Remi paused. She was strong, but she never felt so powerful, so alive. A powerful impulse to attack the heavy bag overcame her. Her heart raced and an urge to fight; to destroy rose, like an inferno, in her gut. She tried to calm herself, to no avail. A growl rose in her throat. She leapt forward, slamming the side of her forehead into the bag. She then wrapped her left arm around the bag and drove a volley of elbow strikes into it.
“Time!”
Remi stepped away from the bag. The leather covering of the bag had split in several spots. Bits of cloth burst from the tears. “That couldn’t have been three minutes,” she said.
“It was,” McCray replied.
To Remi, it felt like only seconds had passed. She glanced at Eboni, who looked just as confused as she was. Eboni’s bag was deeply dented in the middle, giving it the appearance of an old soda bottle.
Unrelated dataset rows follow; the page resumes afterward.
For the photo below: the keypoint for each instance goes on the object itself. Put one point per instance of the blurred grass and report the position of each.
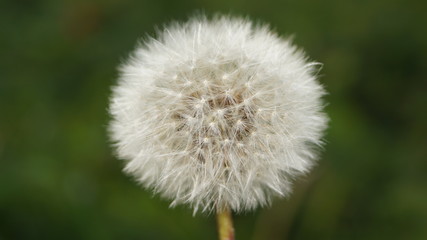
(59, 179)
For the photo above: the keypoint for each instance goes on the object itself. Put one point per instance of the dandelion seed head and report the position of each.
(217, 113)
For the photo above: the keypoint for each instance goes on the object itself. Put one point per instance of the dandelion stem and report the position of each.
(225, 225)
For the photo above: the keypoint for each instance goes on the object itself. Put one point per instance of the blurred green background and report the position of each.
(60, 180)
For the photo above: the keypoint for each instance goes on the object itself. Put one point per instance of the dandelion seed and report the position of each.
(245, 114)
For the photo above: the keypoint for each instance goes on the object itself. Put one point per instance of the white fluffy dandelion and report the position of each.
(217, 114)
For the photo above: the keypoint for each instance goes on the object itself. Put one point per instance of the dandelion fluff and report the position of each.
(217, 113)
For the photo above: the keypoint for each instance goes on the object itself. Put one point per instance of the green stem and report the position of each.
(225, 225)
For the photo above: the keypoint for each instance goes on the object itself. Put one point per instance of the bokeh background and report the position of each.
(60, 180)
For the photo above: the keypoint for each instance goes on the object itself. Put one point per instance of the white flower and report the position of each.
(217, 113)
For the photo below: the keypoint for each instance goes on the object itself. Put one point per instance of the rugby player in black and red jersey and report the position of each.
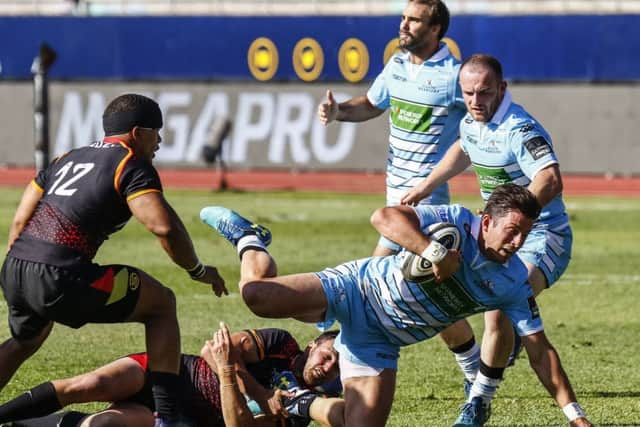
(264, 364)
(64, 216)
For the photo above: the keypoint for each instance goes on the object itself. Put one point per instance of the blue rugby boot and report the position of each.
(467, 388)
(473, 414)
(232, 226)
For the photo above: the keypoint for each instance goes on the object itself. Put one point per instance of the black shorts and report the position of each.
(39, 293)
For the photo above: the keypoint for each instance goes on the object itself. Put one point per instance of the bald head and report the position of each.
(482, 86)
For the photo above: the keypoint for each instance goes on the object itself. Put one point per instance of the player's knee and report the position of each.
(104, 419)
(254, 299)
(167, 303)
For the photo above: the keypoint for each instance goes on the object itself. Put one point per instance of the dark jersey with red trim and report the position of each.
(84, 200)
(199, 386)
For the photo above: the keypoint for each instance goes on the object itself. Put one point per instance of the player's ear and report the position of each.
(485, 221)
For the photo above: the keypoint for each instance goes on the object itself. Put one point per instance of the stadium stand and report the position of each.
(307, 7)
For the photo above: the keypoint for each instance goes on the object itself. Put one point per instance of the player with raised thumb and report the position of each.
(328, 110)
(358, 109)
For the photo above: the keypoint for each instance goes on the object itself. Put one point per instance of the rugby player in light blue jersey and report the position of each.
(504, 144)
(420, 89)
(381, 310)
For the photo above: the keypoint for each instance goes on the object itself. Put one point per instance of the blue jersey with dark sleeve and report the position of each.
(425, 107)
(408, 312)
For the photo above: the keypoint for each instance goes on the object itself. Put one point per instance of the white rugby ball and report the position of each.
(418, 269)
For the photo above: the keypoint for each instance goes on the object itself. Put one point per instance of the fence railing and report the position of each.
(307, 7)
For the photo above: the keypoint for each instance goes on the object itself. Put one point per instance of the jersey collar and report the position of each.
(498, 116)
(441, 53)
(114, 140)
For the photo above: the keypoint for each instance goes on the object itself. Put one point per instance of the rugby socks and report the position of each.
(37, 402)
(468, 358)
(250, 242)
(59, 419)
(486, 383)
(165, 394)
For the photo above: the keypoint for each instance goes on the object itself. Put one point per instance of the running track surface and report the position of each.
(349, 182)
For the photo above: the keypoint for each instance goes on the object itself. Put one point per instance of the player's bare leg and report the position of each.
(13, 353)
(109, 383)
(368, 400)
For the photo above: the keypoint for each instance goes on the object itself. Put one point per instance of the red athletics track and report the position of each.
(574, 185)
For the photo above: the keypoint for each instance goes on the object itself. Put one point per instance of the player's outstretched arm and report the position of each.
(546, 363)
(30, 198)
(401, 225)
(155, 213)
(454, 162)
(220, 349)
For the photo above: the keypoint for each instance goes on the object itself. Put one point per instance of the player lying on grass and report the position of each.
(265, 364)
(381, 308)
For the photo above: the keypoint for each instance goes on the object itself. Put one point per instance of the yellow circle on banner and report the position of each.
(262, 58)
(392, 47)
(453, 48)
(308, 59)
(353, 60)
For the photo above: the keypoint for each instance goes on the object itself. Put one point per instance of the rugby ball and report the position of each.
(417, 269)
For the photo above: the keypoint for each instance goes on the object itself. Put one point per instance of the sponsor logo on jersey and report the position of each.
(442, 213)
(428, 88)
(487, 285)
(489, 147)
(538, 147)
(409, 116)
(526, 128)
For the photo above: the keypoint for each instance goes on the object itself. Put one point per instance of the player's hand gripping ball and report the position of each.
(418, 269)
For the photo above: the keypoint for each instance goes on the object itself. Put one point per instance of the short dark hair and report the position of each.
(511, 197)
(129, 102)
(439, 14)
(488, 61)
(128, 111)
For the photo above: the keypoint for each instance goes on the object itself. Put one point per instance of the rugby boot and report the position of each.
(473, 414)
(232, 226)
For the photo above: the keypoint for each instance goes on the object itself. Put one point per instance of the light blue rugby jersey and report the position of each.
(408, 312)
(512, 147)
(426, 106)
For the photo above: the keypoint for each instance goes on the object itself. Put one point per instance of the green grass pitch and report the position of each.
(590, 315)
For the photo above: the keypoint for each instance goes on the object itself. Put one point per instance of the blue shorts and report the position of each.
(548, 247)
(360, 340)
(439, 197)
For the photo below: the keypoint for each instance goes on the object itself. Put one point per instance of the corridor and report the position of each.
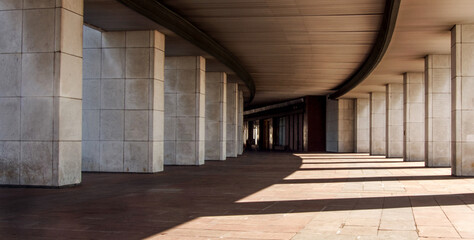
(260, 195)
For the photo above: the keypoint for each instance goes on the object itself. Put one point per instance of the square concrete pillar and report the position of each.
(216, 104)
(462, 88)
(362, 124)
(232, 119)
(378, 123)
(185, 116)
(123, 106)
(394, 120)
(40, 93)
(438, 110)
(414, 117)
(340, 125)
(240, 125)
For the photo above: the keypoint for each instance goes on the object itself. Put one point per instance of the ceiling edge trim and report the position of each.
(165, 17)
(378, 51)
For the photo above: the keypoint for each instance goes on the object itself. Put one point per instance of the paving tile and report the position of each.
(255, 196)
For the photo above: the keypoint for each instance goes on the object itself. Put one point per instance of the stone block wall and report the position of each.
(362, 124)
(340, 125)
(377, 123)
(462, 79)
(123, 106)
(216, 104)
(414, 116)
(40, 92)
(438, 110)
(394, 120)
(232, 119)
(240, 125)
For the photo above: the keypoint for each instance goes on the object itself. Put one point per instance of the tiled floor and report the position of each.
(256, 196)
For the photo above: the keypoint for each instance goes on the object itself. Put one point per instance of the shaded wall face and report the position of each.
(185, 88)
(40, 93)
(123, 101)
(232, 119)
(414, 117)
(378, 123)
(362, 125)
(216, 104)
(316, 123)
(340, 122)
(438, 110)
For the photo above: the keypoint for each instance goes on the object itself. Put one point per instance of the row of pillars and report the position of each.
(74, 98)
(428, 117)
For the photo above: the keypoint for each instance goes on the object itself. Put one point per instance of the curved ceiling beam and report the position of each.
(378, 51)
(157, 12)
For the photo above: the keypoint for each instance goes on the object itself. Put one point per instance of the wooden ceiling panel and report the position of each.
(291, 48)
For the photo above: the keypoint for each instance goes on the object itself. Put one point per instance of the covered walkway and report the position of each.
(255, 196)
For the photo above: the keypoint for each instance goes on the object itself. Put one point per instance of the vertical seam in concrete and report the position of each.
(124, 109)
(20, 93)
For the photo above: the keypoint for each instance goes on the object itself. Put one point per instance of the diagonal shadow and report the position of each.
(358, 168)
(136, 206)
(370, 179)
(356, 162)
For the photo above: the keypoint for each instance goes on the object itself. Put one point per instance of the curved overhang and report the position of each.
(165, 17)
(378, 51)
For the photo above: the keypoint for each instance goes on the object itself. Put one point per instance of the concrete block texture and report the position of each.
(394, 135)
(215, 112)
(414, 116)
(41, 92)
(184, 110)
(462, 79)
(123, 113)
(362, 124)
(438, 110)
(378, 123)
(232, 120)
(240, 125)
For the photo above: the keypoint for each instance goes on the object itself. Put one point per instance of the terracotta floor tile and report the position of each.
(260, 195)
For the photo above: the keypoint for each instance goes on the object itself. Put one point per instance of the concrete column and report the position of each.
(123, 107)
(377, 123)
(232, 119)
(216, 104)
(185, 88)
(394, 120)
(462, 73)
(414, 117)
(240, 125)
(438, 110)
(362, 124)
(340, 125)
(40, 92)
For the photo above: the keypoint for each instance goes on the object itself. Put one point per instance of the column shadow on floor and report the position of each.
(136, 206)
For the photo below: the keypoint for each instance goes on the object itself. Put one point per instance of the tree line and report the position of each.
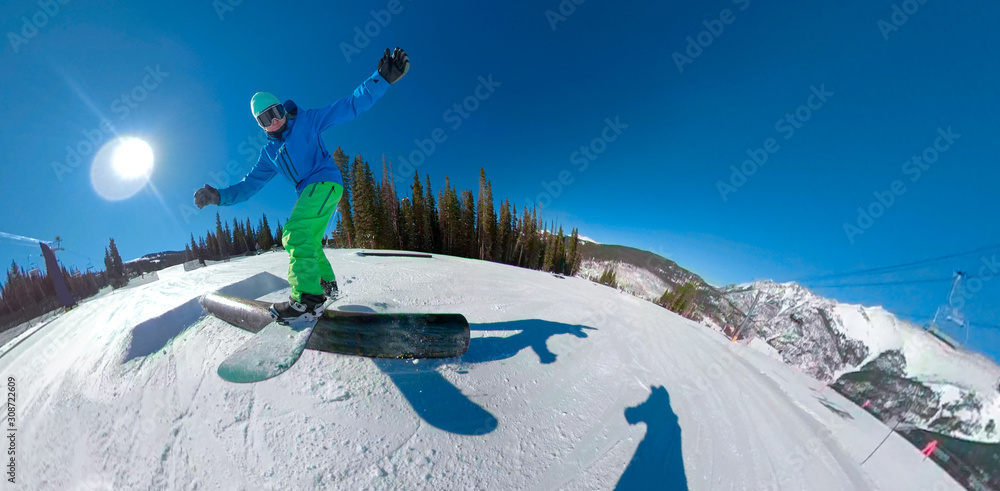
(371, 215)
(454, 222)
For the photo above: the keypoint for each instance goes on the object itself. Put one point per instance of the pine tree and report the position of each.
(345, 224)
(550, 258)
(559, 256)
(451, 215)
(486, 222)
(202, 249)
(421, 222)
(238, 240)
(114, 266)
(195, 250)
(366, 226)
(608, 277)
(681, 300)
(406, 231)
(220, 236)
(573, 264)
(470, 244)
(433, 218)
(389, 209)
(504, 231)
(251, 236)
(264, 238)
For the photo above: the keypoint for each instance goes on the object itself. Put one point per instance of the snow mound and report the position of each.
(566, 385)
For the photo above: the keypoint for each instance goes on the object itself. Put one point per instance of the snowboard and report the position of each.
(275, 348)
(394, 254)
(268, 354)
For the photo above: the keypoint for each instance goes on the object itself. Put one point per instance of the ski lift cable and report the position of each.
(897, 267)
(888, 283)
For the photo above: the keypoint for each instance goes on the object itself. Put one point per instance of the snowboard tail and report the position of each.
(268, 354)
(374, 335)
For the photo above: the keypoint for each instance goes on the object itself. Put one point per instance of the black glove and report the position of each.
(393, 66)
(206, 196)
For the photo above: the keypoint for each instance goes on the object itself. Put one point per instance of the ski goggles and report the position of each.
(267, 117)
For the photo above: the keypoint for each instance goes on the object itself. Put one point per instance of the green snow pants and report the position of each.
(303, 238)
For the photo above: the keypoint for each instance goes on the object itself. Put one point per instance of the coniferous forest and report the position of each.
(372, 215)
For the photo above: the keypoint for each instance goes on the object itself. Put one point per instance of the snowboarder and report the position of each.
(295, 149)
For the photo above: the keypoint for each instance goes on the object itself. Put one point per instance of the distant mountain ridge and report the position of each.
(866, 353)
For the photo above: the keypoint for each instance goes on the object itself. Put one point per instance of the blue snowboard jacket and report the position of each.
(299, 153)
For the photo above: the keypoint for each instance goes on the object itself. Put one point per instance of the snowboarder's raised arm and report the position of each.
(390, 69)
(256, 179)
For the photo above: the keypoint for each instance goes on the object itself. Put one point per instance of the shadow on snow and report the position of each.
(443, 405)
(154, 334)
(658, 461)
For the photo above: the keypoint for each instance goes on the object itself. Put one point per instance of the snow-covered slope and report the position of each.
(566, 385)
(828, 339)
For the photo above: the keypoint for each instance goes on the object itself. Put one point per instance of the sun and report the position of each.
(133, 158)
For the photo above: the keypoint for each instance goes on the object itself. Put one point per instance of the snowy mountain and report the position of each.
(945, 390)
(869, 354)
(566, 385)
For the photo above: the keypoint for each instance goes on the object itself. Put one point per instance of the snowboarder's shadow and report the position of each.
(444, 406)
(658, 462)
(534, 334)
(833, 408)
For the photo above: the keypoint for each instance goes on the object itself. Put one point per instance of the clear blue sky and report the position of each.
(655, 186)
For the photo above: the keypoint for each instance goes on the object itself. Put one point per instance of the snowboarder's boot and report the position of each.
(330, 288)
(308, 309)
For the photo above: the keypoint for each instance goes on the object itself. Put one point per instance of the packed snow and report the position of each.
(566, 385)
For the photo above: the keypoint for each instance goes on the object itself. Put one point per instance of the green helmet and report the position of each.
(261, 101)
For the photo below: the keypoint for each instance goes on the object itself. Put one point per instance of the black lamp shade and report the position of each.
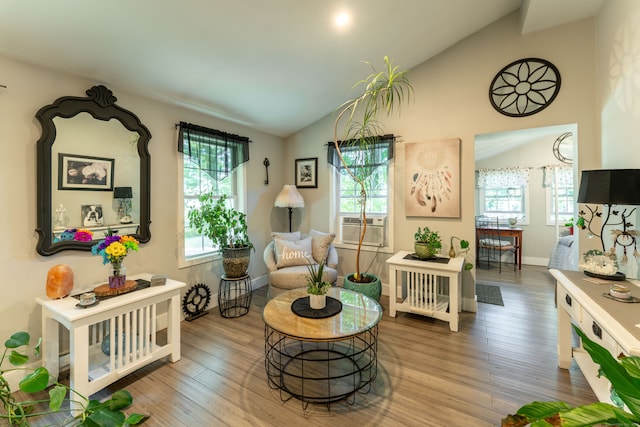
(610, 187)
(122, 193)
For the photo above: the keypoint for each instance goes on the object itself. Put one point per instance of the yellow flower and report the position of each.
(116, 250)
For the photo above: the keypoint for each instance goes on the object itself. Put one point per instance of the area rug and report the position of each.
(489, 294)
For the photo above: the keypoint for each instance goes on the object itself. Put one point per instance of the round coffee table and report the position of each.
(321, 360)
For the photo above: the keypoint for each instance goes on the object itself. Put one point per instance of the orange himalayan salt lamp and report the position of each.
(59, 281)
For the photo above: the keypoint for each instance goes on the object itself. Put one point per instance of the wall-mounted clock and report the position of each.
(524, 87)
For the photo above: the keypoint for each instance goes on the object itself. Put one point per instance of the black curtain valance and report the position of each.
(379, 152)
(216, 152)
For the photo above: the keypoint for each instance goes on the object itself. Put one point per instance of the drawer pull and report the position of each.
(597, 331)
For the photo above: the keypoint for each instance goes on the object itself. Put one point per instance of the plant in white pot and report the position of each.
(316, 287)
(383, 91)
(227, 229)
(426, 243)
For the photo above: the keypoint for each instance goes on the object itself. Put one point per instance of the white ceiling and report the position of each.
(273, 65)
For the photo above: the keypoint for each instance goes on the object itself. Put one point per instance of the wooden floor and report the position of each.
(502, 358)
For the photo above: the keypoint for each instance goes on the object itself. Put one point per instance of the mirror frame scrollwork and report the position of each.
(100, 104)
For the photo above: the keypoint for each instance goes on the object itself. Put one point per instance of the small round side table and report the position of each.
(234, 296)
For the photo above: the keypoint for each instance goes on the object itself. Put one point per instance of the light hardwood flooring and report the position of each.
(502, 358)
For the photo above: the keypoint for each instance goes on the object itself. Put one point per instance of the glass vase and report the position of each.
(117, 275)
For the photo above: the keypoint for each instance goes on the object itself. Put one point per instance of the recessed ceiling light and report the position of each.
(342, 19)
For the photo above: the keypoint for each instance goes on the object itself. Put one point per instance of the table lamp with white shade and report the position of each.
(290, 198)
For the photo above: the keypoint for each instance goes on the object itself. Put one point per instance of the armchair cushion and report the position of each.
(291, 253)
(320, 243)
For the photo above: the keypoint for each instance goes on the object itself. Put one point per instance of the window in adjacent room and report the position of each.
(375, 165)
(503, 193)
(211, 161)
(558, 183)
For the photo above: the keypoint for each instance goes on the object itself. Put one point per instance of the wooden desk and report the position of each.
(514, 232)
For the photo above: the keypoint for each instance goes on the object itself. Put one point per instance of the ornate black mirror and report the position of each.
(93, 172)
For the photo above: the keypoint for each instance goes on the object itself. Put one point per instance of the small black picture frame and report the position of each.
(80, 172)
(307, 173)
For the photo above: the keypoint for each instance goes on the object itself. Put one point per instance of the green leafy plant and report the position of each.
(225, 226)
(624, 375)
(431, 238)
(315, 284)
(94, 413)
(464, 249)
(358, 117)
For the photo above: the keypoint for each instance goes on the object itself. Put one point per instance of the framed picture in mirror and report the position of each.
(78, 172)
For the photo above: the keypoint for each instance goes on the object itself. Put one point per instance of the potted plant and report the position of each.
(227, 229)
(316, 287)
(625, 383)
(382, 91)
(94, 413)
(464, 249)
(426, 243)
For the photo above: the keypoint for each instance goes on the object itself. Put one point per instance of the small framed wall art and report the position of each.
(78, 172)
(307, 173)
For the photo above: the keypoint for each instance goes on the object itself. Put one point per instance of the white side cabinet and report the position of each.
(426, 287)
(96, 358)
(612, 324)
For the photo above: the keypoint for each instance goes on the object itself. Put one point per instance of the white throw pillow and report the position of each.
(294, 235)
(290, 253)
(320, 243)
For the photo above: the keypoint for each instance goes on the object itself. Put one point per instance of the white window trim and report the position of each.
(183, 262)
(521, 220)
(334, 211)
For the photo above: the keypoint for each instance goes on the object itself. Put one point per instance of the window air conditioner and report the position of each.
(376, 230)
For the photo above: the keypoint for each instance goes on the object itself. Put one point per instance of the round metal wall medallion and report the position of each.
(524, 87)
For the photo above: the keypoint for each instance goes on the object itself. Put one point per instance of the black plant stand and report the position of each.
(234, 296)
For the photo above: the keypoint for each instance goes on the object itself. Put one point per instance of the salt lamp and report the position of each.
(59, 281)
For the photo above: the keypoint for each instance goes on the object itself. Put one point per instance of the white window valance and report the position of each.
(502, 178)
(562, 175)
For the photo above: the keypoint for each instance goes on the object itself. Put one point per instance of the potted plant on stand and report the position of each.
(227, 229)
(316, 287)
(426, 243)
(358, 117)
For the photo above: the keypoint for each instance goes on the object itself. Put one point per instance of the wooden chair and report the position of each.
(490, 244)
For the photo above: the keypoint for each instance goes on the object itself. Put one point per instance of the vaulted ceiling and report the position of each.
(273, 65)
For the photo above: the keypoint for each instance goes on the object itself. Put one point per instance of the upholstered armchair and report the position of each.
(288, 255)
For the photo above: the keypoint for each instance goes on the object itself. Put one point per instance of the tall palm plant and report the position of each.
(383, 91)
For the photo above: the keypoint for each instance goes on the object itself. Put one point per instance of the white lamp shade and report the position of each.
(289, 197)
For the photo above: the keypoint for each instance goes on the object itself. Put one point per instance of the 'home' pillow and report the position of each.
(290, 253)
(320, 243)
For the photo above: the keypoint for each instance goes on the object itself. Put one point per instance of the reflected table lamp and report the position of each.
(290, 198)
(124, 196)
(610, 187)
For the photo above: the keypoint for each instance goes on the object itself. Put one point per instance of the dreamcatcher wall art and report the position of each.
(433, 179)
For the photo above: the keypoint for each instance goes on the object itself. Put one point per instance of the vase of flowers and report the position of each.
(113, 250)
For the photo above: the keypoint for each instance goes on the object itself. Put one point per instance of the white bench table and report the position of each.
(427, 288)
(133, 315)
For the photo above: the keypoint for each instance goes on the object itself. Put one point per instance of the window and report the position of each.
(503, 193)
(373, 165)
(211, 162)
(558, 183)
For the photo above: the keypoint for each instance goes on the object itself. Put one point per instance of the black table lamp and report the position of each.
(124, 196)
(610, 187)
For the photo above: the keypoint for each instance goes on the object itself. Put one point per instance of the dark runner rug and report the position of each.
(489, 294)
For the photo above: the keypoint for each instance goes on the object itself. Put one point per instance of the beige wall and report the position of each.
(24, 271)
(618, 77)
(451, 101)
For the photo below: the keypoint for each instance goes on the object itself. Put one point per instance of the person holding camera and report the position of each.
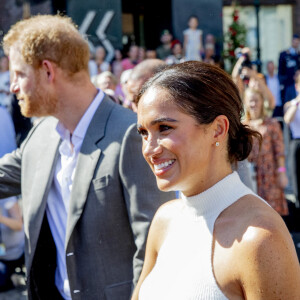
(244, 76)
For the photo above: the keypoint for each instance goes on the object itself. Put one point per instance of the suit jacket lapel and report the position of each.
(86, 164)
(44, 174)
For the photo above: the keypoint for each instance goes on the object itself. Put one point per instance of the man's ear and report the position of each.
(221, 127)
(48, 70)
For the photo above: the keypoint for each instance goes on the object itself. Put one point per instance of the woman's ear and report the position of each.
(221, 127)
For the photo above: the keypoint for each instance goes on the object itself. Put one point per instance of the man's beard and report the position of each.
(40, 103)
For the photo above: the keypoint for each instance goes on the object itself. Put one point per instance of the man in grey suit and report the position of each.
(88, 196)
“Round two!” Dillard shouted.
Remi smiled. She couldn’t wait to pound the bag again. She couldn’t wait.
####
“I godda feewin’…
I got a feewin’ sisdas..
I godda feewin’…
Someblonny’s twine do bweak dis link,
Budda hope godda lipeboat whis hiship sink.”
Remi was awakened by a mumbled, off-beat rendition of her signature ring entry chant.
She sat up and looked down in the direction of the voice. Eboni sat at the desk, rocking back and forth. Her eyes were slightly crossed and a crooked smile was spread across her face. A line of spittle trickled from the corner of her mouth.
Remi leapt out of the bed and knelt before her friend. “Eboni?”
Eboni gazed at Remi with dull eyes and smiled. “Huh?”